Secretary Clay “saw colonization as a responsible middle ground between abolitionism and the defense of slavery as a positive good.” Daniel Walker Howe, What Hath God Wrought: Transformation of America, 1815-1848, 264. For him, it reinforced an active government and evoked the optimism that solutions could be found for any problem. Id.

Like-minded individuals in the American Colonization Society, and in support of colonization, believed that white racism was a given in American society and only by working around that racism could Americans achieve a result akin to emancipation. Id. Secretary Clay hoped that transporting enough blacks to Africa would result in southerners letting go of their fears of insurrection and rebellion. Id.

In the 1820s, the illegal international slave trade was transporting over 59,000 slaves a year across the Atlantic Ocean, mostly to Brazil and Cuba. Id. citing David Brion Davis, “Reconsidering the Colonization Movement,” Intellectual History Newsletter 14 (1992): 13, n. 1. While President John Quincy Adams did not support Secretary Clay’s enthusiasm for colonization, he allowed him to promote the program and continued the modest financial support that President James Monroe had allocated for the program. Daniel Walker Howe, What Hath God Wrought: Transformation of America, 1815-1848, 264.

Much of this came shortly after the states had begun taking action on the matter. In January 1824, the Ohio state legislature passed a resolution, “proposing colonization linked with gradual emancipation, the whole package to be accomplished at federal expense.” Id. at 265. In the year following that resolution, seven other free states and Delaware had adopted resolutions in their respective legislatures. Id. In response, six southern state legislatures “passed resolutions deploring outside interference with slavery,” as they felt that slavery was a question for the southern white public to deal with, nobody else. Id. at 264-65.

As it became clear “that the New Southwest beyond the Appalachians would absorb” slaves, “masters found it more attractive to sell surplus workers out of state than to pay for their manumission and transport to Africa.” Id. at 265. The southern states began to realize the northern states’ plans of gradual emancipation, and the southern leaders, like George Troup of Georgia and William Smith of South Carolina, harshly denounced any such plans for colonization. Id. citing Richard H. Brown, “The Missouri Crisis, Slavery, and the Politics of Jacksonianism,” South Atlantic Quarterly 65 (1966), 66-67.

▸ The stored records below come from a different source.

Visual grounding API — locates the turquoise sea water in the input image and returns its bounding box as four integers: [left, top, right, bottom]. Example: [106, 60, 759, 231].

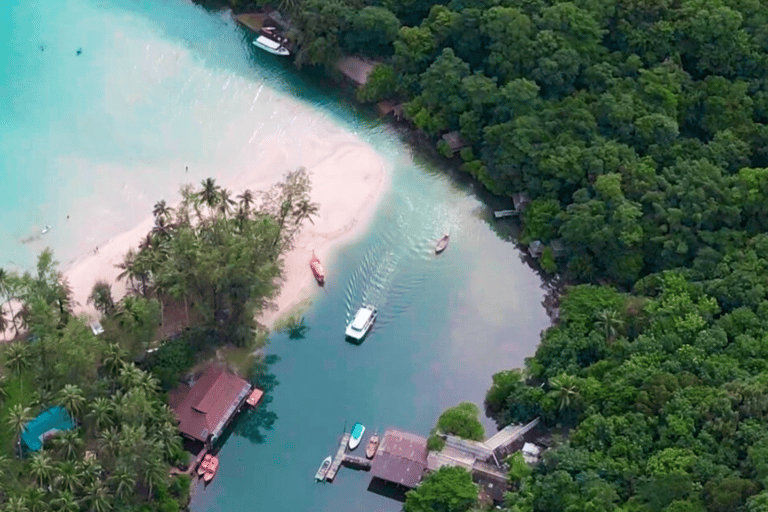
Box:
[2, 0, 552, 510]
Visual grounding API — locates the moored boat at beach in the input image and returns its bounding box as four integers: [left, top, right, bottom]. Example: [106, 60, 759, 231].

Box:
[345, 306, 377, 341]
[365, 432, 379, 459]
[435, 233, 449, 254]
[310, 252, 326, 285]
[348, 422, 365, 450]
[315, 456, 332, 481]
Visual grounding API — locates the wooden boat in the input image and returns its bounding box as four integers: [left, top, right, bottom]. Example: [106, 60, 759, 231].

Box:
[310, 252, 326, 285]
[435, 234, 449, 254]
[348, 422, 365, 450]
[197, 454, 212, 477]
[202, 455, 219, 484]
[365, 432, 379, 459]
[315, 456, 332, 481]
[246, 387, 264, 407]
[345, 306, 377, 341]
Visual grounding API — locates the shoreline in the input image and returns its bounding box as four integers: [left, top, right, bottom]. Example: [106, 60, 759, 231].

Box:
[59, 142, 390, 333]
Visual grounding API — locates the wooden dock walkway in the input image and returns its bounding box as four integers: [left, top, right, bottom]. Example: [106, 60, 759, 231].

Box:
[342, 455, 372, 470]
[325, 432, 350, 482]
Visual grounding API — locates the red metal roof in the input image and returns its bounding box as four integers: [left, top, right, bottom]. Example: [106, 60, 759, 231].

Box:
[168, 365, 251, 443]
[371, 429, 428, 488]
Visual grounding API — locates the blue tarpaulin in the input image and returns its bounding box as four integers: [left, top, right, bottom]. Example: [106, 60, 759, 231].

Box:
[20, 406, 75, 452]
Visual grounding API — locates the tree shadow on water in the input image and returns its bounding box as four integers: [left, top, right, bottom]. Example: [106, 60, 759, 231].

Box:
[230, 354, 280, 445]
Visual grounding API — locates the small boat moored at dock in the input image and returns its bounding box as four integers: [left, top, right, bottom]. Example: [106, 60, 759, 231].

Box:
[199, 454, 219, 484]
[315, 456, 332, 481]
[246, 387, 264, 408]
[310, 252, 326, 285]
[435, 233, 449, 254]
[365, 432, 379, 459]
[252, 26, 290, 56]
[345, 306, 377, 341]
[348, 422, 365, 450]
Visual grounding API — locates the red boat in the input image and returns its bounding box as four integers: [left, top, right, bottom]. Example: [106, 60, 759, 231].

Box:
[203, 456, 219, 484]
[199, 454, 219, 484]
[246, 387, 264, 407]
[310, 252, 326, 285]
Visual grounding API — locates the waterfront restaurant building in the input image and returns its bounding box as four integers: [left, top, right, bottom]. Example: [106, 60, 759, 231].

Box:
[169, 364, 252, 448]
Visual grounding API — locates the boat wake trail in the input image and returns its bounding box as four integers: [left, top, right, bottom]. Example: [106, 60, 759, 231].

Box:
[342, 206, 457, 332]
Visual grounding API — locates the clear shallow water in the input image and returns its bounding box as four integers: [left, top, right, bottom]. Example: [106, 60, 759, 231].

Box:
[2, 0, 551, 510]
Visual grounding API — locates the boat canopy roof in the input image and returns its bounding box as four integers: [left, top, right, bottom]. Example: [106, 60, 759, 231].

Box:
[351, 307, 374, 330]
[352, 422, 365, 437]
[255, 35, 283, 51]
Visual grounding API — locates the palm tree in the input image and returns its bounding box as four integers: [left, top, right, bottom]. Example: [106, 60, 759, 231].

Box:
[140, 457, 166, 498]
[548, 373, 581, 413]
[55, 461, 81, 494]
[199, 178, 221, 216]
[293, 198, 319, 226]
[98, 427, 121, 461]
[595, 309, 624, 344]
[6, 341, 31, 377]
[3, 495, 29, 512]
[152, 200, 174, 222]
[7, 403, 33, 444]
[78, 458, 103, 487]
[81, 483, 112, 512]
[57, 384, 85, 421]
[115, 249, 138, 288]
[237, 189, 255, 214]
[87, 280, 115, 317]
[0, 374, 8, 404]
[23, 487, 48, 512]
[29, 452, 55, 487]
[108, 466, 135, 501]
[87, 398, 113, 431]
[118, 365, 144, 391]
[218, 188, 236, 218]
[53, 430, 83, 461]
[0, 267, 18, 334]
[0, 306, 9, 341]
[101, 344, 126, 379]
[52, 490, 79, 512]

Ultimately, southerners and blacks themselves would impede the objective of the American Colonization Society and advocates of colonization. Many blacks moved to Canada, as slavery had been ended in the colonies of British North America. One escaped slave, Joseph Taper, settled in Ontario in 1839, writing to his former master the following letter:

“Dear Sir,

I now take this opportunity to inform you that I am in a land of liberty, in good health . . . . Since I have been in the Queens dominions I have been well contented, Yes well contented for Sure, man is as God intended he should be. That is, all are born free & equal. This is a wholesome law, not like the Southern laws which puts man made in the image of God, on level with brutes . . . .

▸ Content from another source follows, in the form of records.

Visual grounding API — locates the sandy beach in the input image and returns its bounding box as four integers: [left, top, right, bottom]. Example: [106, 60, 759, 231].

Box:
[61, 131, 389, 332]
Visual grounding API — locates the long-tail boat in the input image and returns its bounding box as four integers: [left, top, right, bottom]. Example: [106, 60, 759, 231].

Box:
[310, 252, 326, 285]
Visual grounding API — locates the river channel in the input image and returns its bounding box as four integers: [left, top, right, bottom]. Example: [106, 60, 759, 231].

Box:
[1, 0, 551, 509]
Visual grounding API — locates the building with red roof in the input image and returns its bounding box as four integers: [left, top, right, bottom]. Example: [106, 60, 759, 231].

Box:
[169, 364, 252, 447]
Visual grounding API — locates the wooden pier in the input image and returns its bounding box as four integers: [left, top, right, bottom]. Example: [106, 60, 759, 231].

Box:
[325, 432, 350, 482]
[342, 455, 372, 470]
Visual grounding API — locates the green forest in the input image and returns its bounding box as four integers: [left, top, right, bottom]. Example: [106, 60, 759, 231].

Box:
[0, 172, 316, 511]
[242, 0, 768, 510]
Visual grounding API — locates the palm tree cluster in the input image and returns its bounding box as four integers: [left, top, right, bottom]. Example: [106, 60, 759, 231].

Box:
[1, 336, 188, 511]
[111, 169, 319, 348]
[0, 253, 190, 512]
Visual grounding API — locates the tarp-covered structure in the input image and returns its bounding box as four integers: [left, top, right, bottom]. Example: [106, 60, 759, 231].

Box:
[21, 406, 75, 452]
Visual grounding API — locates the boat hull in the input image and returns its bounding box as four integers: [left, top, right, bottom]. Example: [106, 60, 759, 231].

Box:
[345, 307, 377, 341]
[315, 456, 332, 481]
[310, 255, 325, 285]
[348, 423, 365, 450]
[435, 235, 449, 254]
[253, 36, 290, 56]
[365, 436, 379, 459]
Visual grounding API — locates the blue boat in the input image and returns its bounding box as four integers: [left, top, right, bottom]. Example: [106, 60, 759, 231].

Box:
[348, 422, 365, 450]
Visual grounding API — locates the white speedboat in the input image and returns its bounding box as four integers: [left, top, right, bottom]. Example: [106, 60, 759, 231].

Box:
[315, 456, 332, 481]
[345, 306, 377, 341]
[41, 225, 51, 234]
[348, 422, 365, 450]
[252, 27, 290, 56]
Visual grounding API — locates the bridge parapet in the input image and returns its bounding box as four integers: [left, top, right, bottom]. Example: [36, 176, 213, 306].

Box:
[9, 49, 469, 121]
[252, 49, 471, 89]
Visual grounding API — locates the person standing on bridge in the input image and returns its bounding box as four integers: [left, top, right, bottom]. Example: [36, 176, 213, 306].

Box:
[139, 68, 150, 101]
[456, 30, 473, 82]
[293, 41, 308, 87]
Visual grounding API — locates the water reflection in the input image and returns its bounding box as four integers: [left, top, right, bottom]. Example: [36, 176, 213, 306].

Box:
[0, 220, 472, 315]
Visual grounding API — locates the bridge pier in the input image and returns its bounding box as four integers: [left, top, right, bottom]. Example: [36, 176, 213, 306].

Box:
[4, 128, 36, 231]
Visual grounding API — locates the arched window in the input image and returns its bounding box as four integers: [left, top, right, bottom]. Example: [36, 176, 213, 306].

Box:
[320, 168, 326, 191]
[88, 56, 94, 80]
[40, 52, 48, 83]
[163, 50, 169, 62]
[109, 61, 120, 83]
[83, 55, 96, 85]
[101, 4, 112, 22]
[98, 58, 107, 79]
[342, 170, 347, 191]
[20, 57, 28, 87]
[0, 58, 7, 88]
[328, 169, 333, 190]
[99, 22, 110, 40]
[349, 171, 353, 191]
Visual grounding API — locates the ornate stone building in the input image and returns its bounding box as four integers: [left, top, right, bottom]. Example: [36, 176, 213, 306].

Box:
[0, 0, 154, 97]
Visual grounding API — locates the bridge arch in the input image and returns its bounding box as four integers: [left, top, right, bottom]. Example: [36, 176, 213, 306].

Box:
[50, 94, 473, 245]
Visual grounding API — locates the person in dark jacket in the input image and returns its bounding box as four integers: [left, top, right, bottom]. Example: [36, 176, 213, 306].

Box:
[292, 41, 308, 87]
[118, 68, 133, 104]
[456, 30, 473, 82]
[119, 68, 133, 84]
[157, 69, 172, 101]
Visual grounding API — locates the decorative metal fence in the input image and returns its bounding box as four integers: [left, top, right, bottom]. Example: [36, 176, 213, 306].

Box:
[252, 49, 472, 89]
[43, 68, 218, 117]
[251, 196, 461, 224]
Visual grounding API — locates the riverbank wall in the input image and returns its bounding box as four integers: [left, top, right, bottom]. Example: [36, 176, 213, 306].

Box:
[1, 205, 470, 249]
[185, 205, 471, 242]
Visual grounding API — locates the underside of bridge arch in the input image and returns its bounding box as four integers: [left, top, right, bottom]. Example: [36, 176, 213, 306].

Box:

We have good schools, & all the colored population supplied with schools. My boy Edward who will be six years until January, is now reading, & I intend keeping him at school until he comes a good scholar . . . .

My wife and self are sitting by a good comfortable fire happy, knowing that there are none to molest [us] or make [us] afraid. God save Queen Victoria.” Quoted in John Hope Franklin and Loren Schweninger, Runaway Slaves (New York, 1999), 294-95.

With all of the work that the federal and state governments had done to work toward a gradual emancipation through colonization, it was a failed program as the decades approached mid-century. At least some portion of blacks simply left America for Canada, as it was an easily accessible, freer society at that time.

In some ways, the concept of colonization seemed a naive attempt to emancipate American slaves. However, it captures the dilemma that Americans faced if they wished to progress as a free, equal society. While Canada had shed the burden of slavery, America was still grappling with how to begin curbing the existence of slavery. Southerners were only digging their heels in further, to ensure that their way of life and economic structure were not eroded and certainly not eliminated.

America, despite the good faith efforts of some, was running out of options for dealing with the issue of slavery in a non-confrontational, effective way. As colonization was being crossed off the list of efforts, conflict was beginning to feel more inevitable than ever before.